Shareholder advisory group PIRC has pushed investors of software engineering company Aveva to reject a “highly excessive” remuneration packet for its new boss, and a 50 per cent rise in the maximum cap on top salaries.
Out of a total award of £5.5m, more than £3.5m of the awards for new CEO Craig Hayman will not be subject to performance conditions despite best practice rules. Former chief and now deputy CEO James Kidd is also expected to receive a one-off £1.5m performance payout.
Additionally, PIRC has recommended that shareholders vote against a slew of board appointments whom the group considers to lack a genuine focus on or hold enough independence from the company. This includes the re-election of current chairman Philip Aiken, who holds another chair position at Balfour Beatty.

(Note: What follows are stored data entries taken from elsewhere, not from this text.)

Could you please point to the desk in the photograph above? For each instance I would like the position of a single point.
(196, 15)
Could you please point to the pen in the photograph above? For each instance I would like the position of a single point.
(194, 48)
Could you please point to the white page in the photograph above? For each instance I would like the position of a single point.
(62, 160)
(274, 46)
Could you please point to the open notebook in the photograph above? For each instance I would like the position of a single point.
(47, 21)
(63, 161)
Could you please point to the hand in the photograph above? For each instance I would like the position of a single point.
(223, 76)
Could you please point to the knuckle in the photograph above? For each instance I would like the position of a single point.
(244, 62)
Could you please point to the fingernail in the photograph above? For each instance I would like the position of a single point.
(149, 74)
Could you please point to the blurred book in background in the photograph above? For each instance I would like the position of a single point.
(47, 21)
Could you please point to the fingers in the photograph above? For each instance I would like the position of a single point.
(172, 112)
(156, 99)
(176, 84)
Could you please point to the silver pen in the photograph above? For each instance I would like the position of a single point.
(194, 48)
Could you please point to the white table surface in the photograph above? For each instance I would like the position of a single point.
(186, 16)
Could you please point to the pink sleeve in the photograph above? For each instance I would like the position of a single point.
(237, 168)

Aveva merged with French energy business Schneider Electric earlier this year, pulling together the two software arms into a £4bn company. Schneider now holds a 60 per cent controlling stake in Aveva.
If passed, new chief executive Craig Hayman will receive a £700,000 annual salary that is 77 per cent higher than Kidd earned in the same role.
Some 42 per cent of shareholders opposed a similar remuneration policy submitted by Aveva at last year's meeting, according to the Sunday Telegraph.
An Aveva spokesperson said that the "board felt that the package was appropriate to attract an exceptional candidate".